The play deals with this theme on two levels, the personal and the political.
On the personal level the audience watches as the widow, Elizabeth, battles her suspicion of her Sinn Fein representative to go and ask for help with anti social behavior on her street. In the course of the play the protagonists exchange personal stories, and confide in each other the devastating effect that conflict and murder has had on their lives. In exploring this relationship the play addresses important questions of interpersonal reconciliation. Community relations work in Northern Ireland depends on the idea of recognition. To break down barriers created by deep-rooted communal conflict, for many years community relations organisations have encouraged and facilitated contact between members of opposing communities at a local level. The purpose of this contact is to encourage people to listen to the stories of others; to hear how other people have experienced conflict and to recognize that although their community background and political beliefs may be different, that they are human after all. In this way it seeks to break down barriers to communication and understanding that perpetuate conflict.
This rationale is then transposed, not unproblematically, to the political level. In the play the constituency assistant Frank, exhorts his boss to think of the possibilities for reconciliation if victims of IRA violence were given the opportunity to ask questions, to hear the truth of the murder of their loved one. He gives the example of an elderly couple whose son, a member of the Ulster Defence Regiment, had been murdered. He states his belief that if the IRA were to engage with that couple, to explain that their son had been murdered because he was a member of the armed forces of a state with which the IRA was at war, not because he was a protestant, that the couple could somehow accept this, and that this would make their loss easier to understand. In this way the rationale of interpersonal reconciliation is applied to a broader political context. These are common claims made in support of truth recovery in transitional societies. Two benefits are expected to flow from truth seeking. The first is that the families of victims will be provided with any information they need in respect of unanswered questions about the death of their loved one, therefore providing closure. The other benefit, according to proponents, is that hearing the ‘truth’ of the conflict allows society to arrive at an agreed narrative of the conflict, its causes and its consequences that allows society to move on. In short, it is assumed that truth is a positive force.
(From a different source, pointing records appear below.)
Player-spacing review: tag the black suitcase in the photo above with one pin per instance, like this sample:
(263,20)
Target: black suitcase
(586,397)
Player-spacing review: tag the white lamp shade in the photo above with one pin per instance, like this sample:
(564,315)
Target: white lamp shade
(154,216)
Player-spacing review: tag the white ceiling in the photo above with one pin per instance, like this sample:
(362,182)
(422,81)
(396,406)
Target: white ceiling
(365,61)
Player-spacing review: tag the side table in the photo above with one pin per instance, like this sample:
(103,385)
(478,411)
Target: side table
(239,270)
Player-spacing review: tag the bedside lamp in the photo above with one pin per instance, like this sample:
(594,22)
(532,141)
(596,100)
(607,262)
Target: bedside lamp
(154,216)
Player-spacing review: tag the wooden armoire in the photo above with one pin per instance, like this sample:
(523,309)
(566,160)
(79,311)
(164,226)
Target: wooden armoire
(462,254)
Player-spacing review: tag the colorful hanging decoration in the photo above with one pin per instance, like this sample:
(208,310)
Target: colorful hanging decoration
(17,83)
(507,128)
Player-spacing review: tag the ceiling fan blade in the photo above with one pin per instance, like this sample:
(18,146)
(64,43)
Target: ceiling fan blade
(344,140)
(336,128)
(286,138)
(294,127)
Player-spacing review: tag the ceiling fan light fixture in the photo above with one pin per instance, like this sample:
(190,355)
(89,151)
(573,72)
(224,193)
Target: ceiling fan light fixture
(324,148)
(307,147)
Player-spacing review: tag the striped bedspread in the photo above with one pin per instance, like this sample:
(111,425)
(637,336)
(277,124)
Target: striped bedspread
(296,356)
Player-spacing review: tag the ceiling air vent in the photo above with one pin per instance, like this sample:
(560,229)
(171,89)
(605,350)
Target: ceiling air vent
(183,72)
To me, watching the play confirmed a trend that I see as apparent in the republican discourse on dealing with the past, namely that reconciliation will be achieved when unionists (in particular) recognize, and accept as valid, the Republican narrative of the conflict. This view of dealing with the past was not interrogated or challenged in the play. But the purpose of the play was not to persuade the audience of the rights or wrongs of those claims. It was certainly not intended as a form of propaganda to convince audiences that the IRA was right all along. The purpose of the play was to get the audience to think about the process of dealing with the past, by dealing with the powerful theme of how to deal with a legacy of murder and violence where perpetrator and victim must live side by side in a small space.
I have outlined my impressions of the play and of its significance. However these are my impressions, based on my (relatively privileged) experience of life in Northern Ireland. Others will have experienced the events discussed in the play personally, in a way that I have not, and their views on the significance of the play and its themes will be different from mine. Within the audience present in the small theatre that night there will have been many different reactions to the play and different emotions raised by it. That was the point of the play. The play has been presented to a number of different groups, of all different political persuasions. Post show discussions have been facilitated by a qualified practitioner, and the responses have varied from show to show. In this way the arts are reaching people and places that formal legal and political processes do not. They are reaching out to those who have been directly affected by the conflict and asking them to consider, in a safe space, what dealing with the past means to them. In a political climate where the past is a constant subject of political wrangling and stalemate, the arts play a vital function in addressing these difficult issues and moving the debate forward. Through the informality of the setting they give voice to those who might not otherwise be willing to come forward, and play an important role in preparing the ground for any formal process that might arise from the Stormont Agreement. In the current financial climate, where cuts to the arts are deep and wide ranging, we must not lose sight of the contribution that the arts can make. The past is messy, therefore our approach to it needs to be creative, not formulaic. If we are to make progress in dealing with the past, then initiatives such as these can have a significant positive impact.